My recollection of this episode was quite simple: that it was, hands down, the worst and most irrelevant Twin Peaks in existence. Prior to rewatching it, I even considered not reviewing this episode, or just pasting a big Warning! sign instead of a traditional review. But, actually, this episode—aside from a few parts—is not that bad.

If nothing else, it ties up some loose ends, like the question of who shot Coop in the first-season finale: Josie. It brings the James-noir story to a welcome end. It even restores Ben Horne’s sanity. Although the zaniness of the Civil War reenactments is grating, they’re almost worth it to know we’ll never have to live through that again.

And it has Albert, who makes all things better.

But I think director Diane Keaton is actually saying something about the idea at the heart of Twin Peaks: violence against women and the objectification of women. In the bar, Donna is basically up for grabs. Any man who sees her tries to get into her personal space, even though she is obvious occupied with other tasks. James’s femme fatale looks at pictures of women in elegant advertisements before paying the piper for her sins. The camera frequently lingers over Josie, but only in parts, like her manicured hands, her red lips. These are classic male-gaze shots:

There is also the theme of chess, as we see in what I’m coming to think of as the post-credits credits (screencapped above), a few transitions, and this fun shot:

Now that Windom Earle is in Twin Peaks, he is both more horrifying and less horrifying than before. The scenes with Leo are very over the top, portraying Earle as a Pan-like god with his flute, calling the animalistic, Frankenstein’s monster Leo. A few scenes had the potential for suspense, but Keaton doesn’t quite have the horror-movie skills to make it happen. This shot, for instance, is really only disturbing if you think about. The visceral thrills aren’t there. (But notice how Caroline’s death-mask also fits into the male-gaze idea.):

Clues, Questions, and Answers:

• Whenever Earle takes a piece from the chess board, he also kills someone. A deadly game!

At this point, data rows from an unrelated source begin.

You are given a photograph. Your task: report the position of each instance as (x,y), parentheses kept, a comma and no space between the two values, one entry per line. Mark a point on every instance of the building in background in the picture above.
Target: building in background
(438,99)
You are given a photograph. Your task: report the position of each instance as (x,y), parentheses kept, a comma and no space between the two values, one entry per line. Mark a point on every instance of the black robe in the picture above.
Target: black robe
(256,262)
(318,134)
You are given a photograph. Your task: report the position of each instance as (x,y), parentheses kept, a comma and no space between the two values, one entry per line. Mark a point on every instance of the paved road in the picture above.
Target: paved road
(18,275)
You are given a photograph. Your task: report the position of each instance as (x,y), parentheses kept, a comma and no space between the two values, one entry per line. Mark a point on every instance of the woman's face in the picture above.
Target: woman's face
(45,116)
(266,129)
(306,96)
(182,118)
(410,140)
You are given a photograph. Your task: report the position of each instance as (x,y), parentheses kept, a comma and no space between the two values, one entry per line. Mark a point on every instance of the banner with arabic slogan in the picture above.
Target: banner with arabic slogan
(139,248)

• Luckily, Pete is an expert chess player, and happy to help.

• Earle seemed excited by the idea of an owl postcard. Is he a person that Bob might enter?

• Interesting that Earle chooses to address Cooper through a hand-held tape recorder, just as Cooper talks to Diane.

Other Things that are Still Happening:

• Not much that I haven’t mentioned, really. Shelly and Bobby are now a public couple, as are Norma and Ed. This section might disappear in the next review.

• The Eckhardt plot continues.

Josie Kafka is a full-time cat servant and part-time rogue demon hunter. (What's a rogue demon?)